À 5 h 30, la journée démarre. Petit-déjeuner des enfants, un coup de balai, puis elle enfile ses « soulie lamer ». Direction les rochers, armée de son marteau, de ses ciseaux et de son bac en plastique. À cette heure-là, la plage est déserte. Elle, elle entre dans son monde : celui des éclats de coquilles, du clapotis des vagues, et de l’eau salée.
Mariée à 18 ans, mère dès 19 ans, Alexandra a rapidement connu les responsabilités. Elle a élevé trois garçons, aujourd’hui âgés de 22, 20 et 16 ans. Mais le parcours n’a pas été sans heurts. La séparation avec son mari menuisier, il y a près de dix ans, l’a laissée seule aux commandes. Malgré les moments de doute et les difficultés, jamais elle ne s’est laissée sombrer. « Mo pa pou les mo zanfan mank nanye », lâche-t-elle, droite, déterminée.
Issue d’une fratrie de six enfants, elle a grandi dans la simplicité : une mère au foyer, un père qui, après ses heures de travail dans un four à chaux, cueillait des huîtres. Toute petite déjà, elle l’observait, fascinée par ces fruits marins qu’on arrache avec patience des rochers. « Lamer, mo lame. Touletan mo’nn anvi fer enn metie kot mo kapav viv ar li », confie-t-elle.
À l’aube, elle prend la mer seule dans sa barque en direction des rochers de Trou-d’Eau-Douce. Armée d’un marteau, de ciseaux et d’un bac en plastique, elle cherche les meilleures huîtres, celles bien accrochées, mûres, prêtes à être récoltées.
Mais ce métier n’a rien de romantique : il est physique, risqué, rude, et encore peu pratiqué par des femmes.
« Fode trouv lekilib lor rose avan mem koumans travay. Ena fwa mo glise, mo tonbe, ouswa mo blese. Bann krazman ou bann transe, sa arive toulezour. »
Elle montre les cicatrices sur ses mains. « Le bord de la coquille m’a ouvert le pied. J’ai dû faire un bandage pour arrêter le saignement. J’ai une petite trousse de premiers soins dans ma barque, mais il m’arrive souvent de devoir aller à l’hôpital. » Malgré tout, rien ne l’arrête.
Elle regagne la terre vers 9 heures en été, et une heure plus tard en hiver. Car durant la période hivernale, les huîtres sont meilleures, plus charnues, et elles se vendent mieux. En été, la situation est plus délicate : « Certaines commencent à former des perles, d’autres ont ce goût un peu granuleux, comme s’il y avait du sable dedans. Il faut avoir le coup de main pour les ouvrir. »

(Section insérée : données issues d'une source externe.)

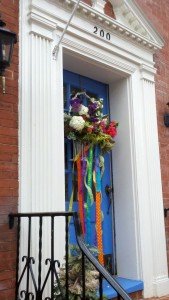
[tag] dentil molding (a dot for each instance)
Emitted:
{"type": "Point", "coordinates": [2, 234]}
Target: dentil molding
{"type": "Point", "coordinates": [138, 33]}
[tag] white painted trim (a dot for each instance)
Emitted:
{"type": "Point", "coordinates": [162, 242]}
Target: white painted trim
{"type": "Point", "coordinates": [41, 130]}
{"type": "Point", "coordinates": [114, 25]}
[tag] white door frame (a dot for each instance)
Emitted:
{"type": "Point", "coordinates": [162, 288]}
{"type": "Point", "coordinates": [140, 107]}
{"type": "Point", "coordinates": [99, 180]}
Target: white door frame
{"type": "Point", "coordinates": [128, 68]}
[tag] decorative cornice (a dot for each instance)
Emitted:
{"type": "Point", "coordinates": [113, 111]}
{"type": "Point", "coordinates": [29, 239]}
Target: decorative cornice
{"type": "Point", "coordinates": [126, 68]}
{"type": "Point", "coordinates": [147, 73]}
{"type": "Point", "coordinates": [112, 25]}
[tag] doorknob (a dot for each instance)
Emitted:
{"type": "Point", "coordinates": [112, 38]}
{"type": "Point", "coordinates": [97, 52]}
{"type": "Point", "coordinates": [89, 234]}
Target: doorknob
{"type": "Point", "coordinates": [109, 193]}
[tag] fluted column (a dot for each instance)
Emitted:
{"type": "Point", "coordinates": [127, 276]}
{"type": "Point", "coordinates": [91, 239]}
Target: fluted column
{"type": "Point", "coordinates": [154, 188]}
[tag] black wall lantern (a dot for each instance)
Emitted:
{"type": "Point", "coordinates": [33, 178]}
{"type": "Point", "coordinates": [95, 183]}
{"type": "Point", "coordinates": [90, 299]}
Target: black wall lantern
{"type": "Point", "coordinates": [7, 41]}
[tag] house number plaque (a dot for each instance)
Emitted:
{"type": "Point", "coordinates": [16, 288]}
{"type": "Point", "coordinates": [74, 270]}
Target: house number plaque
{"type": "Point", "coordinates": [101, 33]}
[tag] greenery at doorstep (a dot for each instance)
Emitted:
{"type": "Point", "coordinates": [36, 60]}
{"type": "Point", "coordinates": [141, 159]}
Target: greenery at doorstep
{"type": "Point", "coordinates": [75, 278]}
{"type": "Point", "coordinates": [87, 124]}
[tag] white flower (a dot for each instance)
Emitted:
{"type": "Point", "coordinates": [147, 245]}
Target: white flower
{"type": "Point", "coordinates": [83, 110]}
{"type": "Point", "coordinates": [77, 123]}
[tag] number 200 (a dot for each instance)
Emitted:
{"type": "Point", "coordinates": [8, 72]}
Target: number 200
{"type": "Point", "coordinates": [102, 33]}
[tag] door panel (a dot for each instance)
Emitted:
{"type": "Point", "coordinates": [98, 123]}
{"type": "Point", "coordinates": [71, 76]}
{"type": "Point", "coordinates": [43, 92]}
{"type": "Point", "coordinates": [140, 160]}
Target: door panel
{"type": "Point", "coordinates": [74, 83]}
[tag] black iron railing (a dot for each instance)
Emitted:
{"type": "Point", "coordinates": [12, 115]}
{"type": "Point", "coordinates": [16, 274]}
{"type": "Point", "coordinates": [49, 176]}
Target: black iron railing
{"type": "Point", "coordinates": [30, 283]}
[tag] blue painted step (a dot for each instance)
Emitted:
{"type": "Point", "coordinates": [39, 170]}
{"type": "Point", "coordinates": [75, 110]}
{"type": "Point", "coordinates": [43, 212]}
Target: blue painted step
{"type": "Point", "coordinates": [129, 285]}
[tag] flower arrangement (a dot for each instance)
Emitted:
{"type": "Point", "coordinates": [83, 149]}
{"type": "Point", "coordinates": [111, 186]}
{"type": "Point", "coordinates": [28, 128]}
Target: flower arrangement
{"type": "Point", "coordinates": [88, 125]}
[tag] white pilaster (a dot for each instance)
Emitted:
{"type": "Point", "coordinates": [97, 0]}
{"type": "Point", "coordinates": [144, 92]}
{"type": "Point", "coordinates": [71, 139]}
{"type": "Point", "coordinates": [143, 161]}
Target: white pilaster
{"type": "Point", "coordinates": [155, 202]}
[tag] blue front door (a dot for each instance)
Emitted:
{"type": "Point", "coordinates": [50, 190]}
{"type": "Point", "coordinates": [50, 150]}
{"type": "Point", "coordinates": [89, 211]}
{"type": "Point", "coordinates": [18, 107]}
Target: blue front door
{"type": "Point", "coordinates": [74, 83]}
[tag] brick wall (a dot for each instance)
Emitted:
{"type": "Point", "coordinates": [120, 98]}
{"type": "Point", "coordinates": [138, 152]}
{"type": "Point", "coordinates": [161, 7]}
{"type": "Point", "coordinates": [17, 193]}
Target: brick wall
{"type": "Point", "coordinates": [158, 12]}
{"type": "Point", "coordinates": [8, 157]}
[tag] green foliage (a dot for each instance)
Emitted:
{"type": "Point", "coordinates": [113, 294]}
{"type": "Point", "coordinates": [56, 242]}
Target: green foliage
{"type": "Point", "coordinates": [75, 278]}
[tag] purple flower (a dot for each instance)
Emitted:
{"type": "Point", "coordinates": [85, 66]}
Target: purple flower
{"type": "Point", "coordinates": [92, 108]}
{"type": "Point", "coordinates": [76, 104]}
{"type": "Point", "coordinates": [94, 119]}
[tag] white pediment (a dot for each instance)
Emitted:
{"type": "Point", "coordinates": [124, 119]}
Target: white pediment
{"type": "Point", "coordinates": [129, 14]}
{"type": "Point", "coordinates": [130, 22]}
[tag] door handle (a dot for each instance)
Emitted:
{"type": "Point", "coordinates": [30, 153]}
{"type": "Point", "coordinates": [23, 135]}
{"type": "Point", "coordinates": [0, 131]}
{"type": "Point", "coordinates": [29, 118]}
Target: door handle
{"type": "Point", "coordinates": [109, 193]}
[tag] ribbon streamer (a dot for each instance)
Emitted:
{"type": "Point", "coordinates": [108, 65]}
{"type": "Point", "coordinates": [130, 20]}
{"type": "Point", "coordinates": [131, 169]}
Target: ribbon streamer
{"type": "Point", "coordinates": [90, 199]}
{"type": "Point", "coordinates": [80, 194]}
{"type": "Point", "coordinates": [98, 207]}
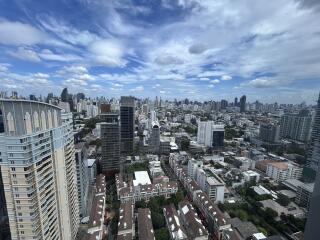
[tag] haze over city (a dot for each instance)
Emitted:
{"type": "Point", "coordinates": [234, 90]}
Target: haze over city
{"type": "Point", "coordinates": [202, 50]}
{"type": "Point", "coordinates": [159, 120]}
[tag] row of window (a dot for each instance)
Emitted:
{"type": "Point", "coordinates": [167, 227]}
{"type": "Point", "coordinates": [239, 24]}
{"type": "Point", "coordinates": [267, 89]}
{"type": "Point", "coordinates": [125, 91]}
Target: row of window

Chaque kilo d’huîtres se vend à Rs 250. Les bons jours, elle peut en ramasser jusqu’à huit kilos : « Mo kapav gagn Rs 2 000 par zour, me pa touzour. Si lamer move, bizin pase. » L’océan ne fait pas de cadeau, mais elle en connaît les humeurs. Elle vend localement, à des restaurateurs et des habitués. Une activité qui lui permet de joindre les deux bouts et d’assurer l’éducation de ses enfants, qu’elle veut voir réussir.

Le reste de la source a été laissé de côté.